Price Isn't Always Indicitive of Quality or Performance


I had spent over $1000 on a Synergistic Research Cable.  The Atmosphere Level 1 level, to be exact. I was using this as my main source cable to my powered speakers. It was absolutely DE-MOL-ISHED by Lavricables' Grand line for a mere $500. It isn't that the SR cable wasn't good.  I was impressed with it and it was a major upgrade over their Foundation line and a phenomenal upgrade over Audioquest's Yosemite cable. 

SR and Lavricables use similar tech, but only Lavricables uses pure silver practically throughout.

Here is the over all make up of the $1000 SR Atmosphere cable:

4 conductors.
Conductor: Silver/Copper matrix.  Or....silver and copper wire twirled together. Purity unknown. Actual wire gauge unknown.
Dielectric: Teflon
Source Connector: gold plated copper, cryo treated and has graphene applied.
Speaker Connector: Silver plated silver, cryo treated and has graphene applied.
Has a silver-plated copper mesh as a floating shield.
Uses a Tesla Coil to burn the cable in (quantum tunneling) prior to shipping out.
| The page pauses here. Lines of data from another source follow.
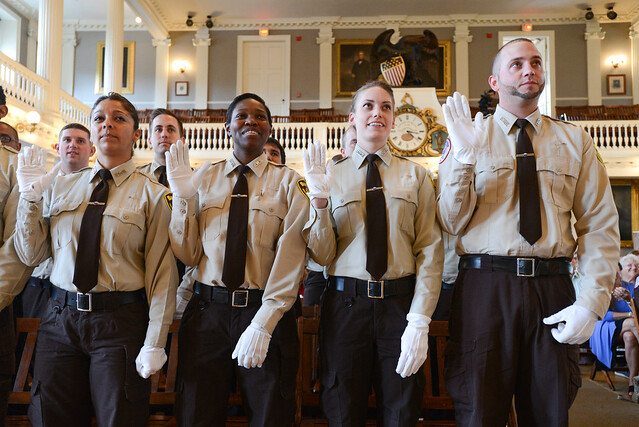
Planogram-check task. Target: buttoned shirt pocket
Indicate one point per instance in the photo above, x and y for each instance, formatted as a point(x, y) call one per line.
point(347, 211)
point(65, 221)
point(558, 180)
point(265, 218)
point(402, 206)
point(211, 213)
point(122, 227)
point(495, 179)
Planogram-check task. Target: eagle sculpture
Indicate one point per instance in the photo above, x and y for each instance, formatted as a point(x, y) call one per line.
point(419, 52)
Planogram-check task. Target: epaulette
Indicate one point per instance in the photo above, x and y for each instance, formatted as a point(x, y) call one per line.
point(10, 149)
point(338, 161)
point(554, 119)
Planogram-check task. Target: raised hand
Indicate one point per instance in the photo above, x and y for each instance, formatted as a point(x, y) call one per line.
point(464, 136)
point(183, 181)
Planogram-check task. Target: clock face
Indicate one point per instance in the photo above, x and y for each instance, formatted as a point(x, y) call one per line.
point(409, 133)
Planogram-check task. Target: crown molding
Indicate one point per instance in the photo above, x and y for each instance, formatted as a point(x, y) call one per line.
point(23, 8)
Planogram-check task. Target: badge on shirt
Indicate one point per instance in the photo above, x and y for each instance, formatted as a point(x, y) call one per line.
point(301, 184)
point(445, 151)
point(168, 198)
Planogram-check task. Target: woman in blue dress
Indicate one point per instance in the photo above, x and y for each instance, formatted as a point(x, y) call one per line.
point(617, 326)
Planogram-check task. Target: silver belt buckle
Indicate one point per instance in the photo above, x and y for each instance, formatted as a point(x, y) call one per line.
point(238, 295)
point(84, 302)
point(519, 265)
point(381, 288)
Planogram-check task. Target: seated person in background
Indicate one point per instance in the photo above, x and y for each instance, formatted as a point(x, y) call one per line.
point(274, 151)
point(618, 326)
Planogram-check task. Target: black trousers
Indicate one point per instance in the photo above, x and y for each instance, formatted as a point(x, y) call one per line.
point(360, 343)
point(499, 347)
point(207, 374)
point(7, 359)
point(86, 360)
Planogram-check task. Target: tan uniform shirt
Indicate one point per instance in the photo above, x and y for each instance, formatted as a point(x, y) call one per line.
point(151, 169)
point(278, 209)
point(134, 251)
point(13, 273)
point(480, 203)
point(337, 235)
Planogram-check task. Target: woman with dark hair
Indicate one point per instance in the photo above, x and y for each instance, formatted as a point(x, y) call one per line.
point(239, 223)
point(114, 277)
point(375, 314)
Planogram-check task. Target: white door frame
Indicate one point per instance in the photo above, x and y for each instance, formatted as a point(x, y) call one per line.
point(287, 62)
point(549, 62)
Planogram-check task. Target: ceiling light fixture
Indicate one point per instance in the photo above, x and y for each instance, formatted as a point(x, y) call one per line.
point(589, 14)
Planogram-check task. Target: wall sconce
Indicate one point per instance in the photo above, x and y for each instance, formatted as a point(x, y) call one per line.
point(181, 66)
point(33, 118)
point(616, 61)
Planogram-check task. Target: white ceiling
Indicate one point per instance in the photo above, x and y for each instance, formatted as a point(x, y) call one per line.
point(173, 13)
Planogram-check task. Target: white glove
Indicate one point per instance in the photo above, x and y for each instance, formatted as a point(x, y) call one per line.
point(414, 345)
point(252, 346)
point(464, 137)
point(33, 179)
point(579, 323)
point(315, 170)
point(183, 181)
point(150, 360)
point(180, 306)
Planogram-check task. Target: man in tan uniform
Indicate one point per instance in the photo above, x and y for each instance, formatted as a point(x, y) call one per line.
point(165, 129)
point(75, 149)
point(514, 280)
point(12, 271)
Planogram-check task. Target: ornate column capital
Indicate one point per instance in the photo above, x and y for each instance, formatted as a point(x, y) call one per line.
point(202, 37)
point(161, 42)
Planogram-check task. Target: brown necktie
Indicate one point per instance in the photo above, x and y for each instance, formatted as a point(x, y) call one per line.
point(162, 178)
point(85, 275)
point(236, 234)
point(376, 225)
point(529, 211)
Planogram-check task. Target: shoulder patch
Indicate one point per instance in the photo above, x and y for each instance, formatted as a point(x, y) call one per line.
point(168, 198)
point(301, 185)
point(598, 155)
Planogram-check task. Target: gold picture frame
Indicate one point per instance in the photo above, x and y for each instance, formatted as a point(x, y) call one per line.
point(626, 195)
point(346, 54)
point(128, 68)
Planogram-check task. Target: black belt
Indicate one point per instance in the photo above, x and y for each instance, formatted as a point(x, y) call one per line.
point(96, 301)
point(378, 289)
point(221, 295)
point(39, 283)
point(521, 266)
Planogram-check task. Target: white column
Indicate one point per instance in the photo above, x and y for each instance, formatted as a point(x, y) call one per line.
point(161, 72)
point(32, 44)
point(114, 47)
point(202, 41)
point(325, 40)
point(634, 39)
point(69, 42)
point(49, 53)
point(593, 37)
point(461, 38)
point(396, 35)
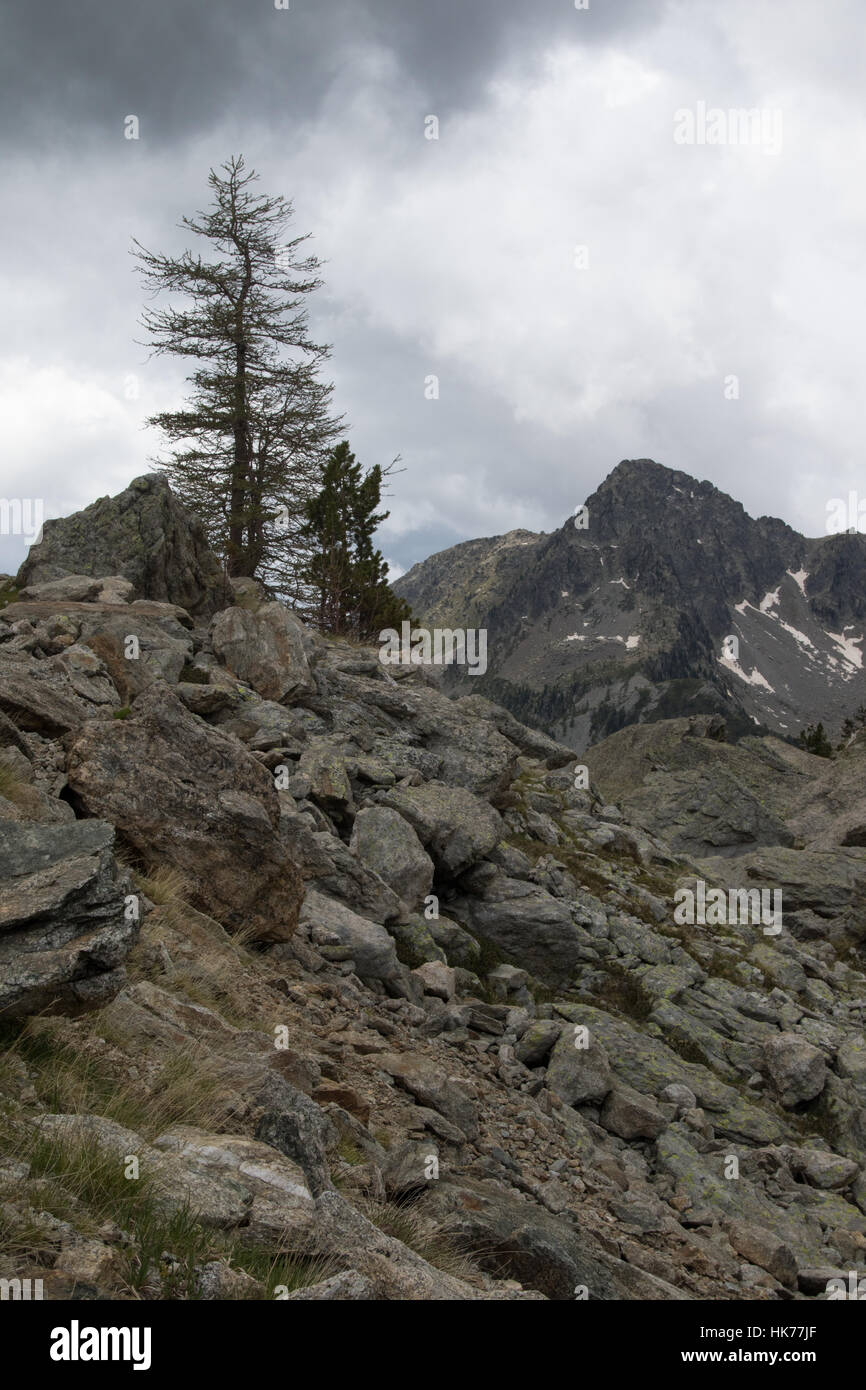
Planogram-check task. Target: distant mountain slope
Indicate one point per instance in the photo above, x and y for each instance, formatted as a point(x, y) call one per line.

Now...Lavricables' $500 cable:

4 conductors.
Conductor: 20 awg 6N pure silver. Each group is laminated separately in Teflon before being encased in Teflon dielectric insulation. Graphene is applied at key points through out the cable.  The cable was cryo treated.
Dielectric: Teflon
Source Connector: Trillium Copper plated with gold. Cryo treated and has graphene applied.
Speaker Connector: AECO ARP-4055 Pure Silver RCA Connectors. Cryo treated and has graphene applied.

The unbelievable sound quality from pure silver was so immense and powerful.  It was no longer like listening to music as it was more like experiencing the music.  The music was pushing into you.  Similar to going to a concert and having the music beat and play in your chest. There were songs that had distortion at either loud, high pitched, or at peak cacophony that I attributed to being part of the recording. The Lavricables proved that it was simply that the SR cable was incapable of reproducing those notes.  WHAT!?! I mean, how do you engineer a cable to fail at $1000? I guess so it doesn't out perform or come too close to your $10,000+ cables. In Lavricables, the Grand line is tops; there is nothing higher.  They pour *ALL* their knowledge, best materials and techniques in the Grand line.

I thought long about this and I think I figured it out. It isn't that Synergistic Research is necessarily trying to rip anyone off.  It's the cost of doing business in the United States.  Lavricables are located in Latvia. Synergistic Research and Audioquest are based out of California.  The average MSRP markup on goods in CA is 3000%. To compare, Texas's MSRP markup is 300%. So the cost of materials will be higher to make the same product in CA than it would in TX. Synergistic Research and respectively Audioquest, has to charge what they do to maintain living and operating out of CA. But in Latvia?  It is clear to me that the materials, tech and know how isn't that expensive there.  So it can be surmised that the cost of living and operating out of Latvia is less expensive, which means they can offer the highest grade product at a much lower cost than if the same cable were made here in the United States.

I am thinking of replacing *ALL* my cables. O_O

guakus

Showing 1 response by aubullience

Hi, old thread, but I came across it and seeing what guakus wrote, decided to respond to a couple points of his.

First - "I had spent over $1000 on a Synergistic Research Cable. The Atmosphere Level 1 level, to be exact. I was using this as my main source cable to my powered speakers. It was absolutely DE-MOL-ISHED by Lavricables’ Grand line for a mere $500." You’re entitled to your subjective descriptions, of course, but when I hear about one cable "demolishing" another, I tend to be skeptical. As others have responded here, such impressions are also system-dependent. And yes, I do buy and believe in the audible differences between audiophile cables- but those differences tend to be more subtle than that, IME, unless one of the cables is clearly awful in one’s system.

Second- "The average MSRP markup on goods in CA is 3000%. To compare, Texas’s MSRP markup is 300%." Umm, guakus, could you source those figures for me? It sounds like you’re just pulling those out of somewhere in you, I’ll leave the description at that. If those figures were true, then CA would be an absolutely uncompetitive state economically, instead of being the 5th largest economy in the world, more or less, if regarded as a distinct sovereign entity. Also, there wouldn’t be so many competitive audio brands in CA if that were so. So that figure seems countersensical- as does the one for Texas, but to a lesser degree.

When I hear random numbers like that, that sound absurd, and for which the sources are not provided, confidently bandied about, suddenly it’s hard to seriously regard any impressions or conjectures by the poster. I just get the sense that they either hold a crude bias against a certain place (such as CA) or are grasping for some superficial (and unverified) notion as an overarching explanation.

So please indicate here, if you see this, where you came up with those figures, so we don’t have to regard it as another simply crazy rando statement online, the kind that hemorrhages the credibility of the speaker/poster.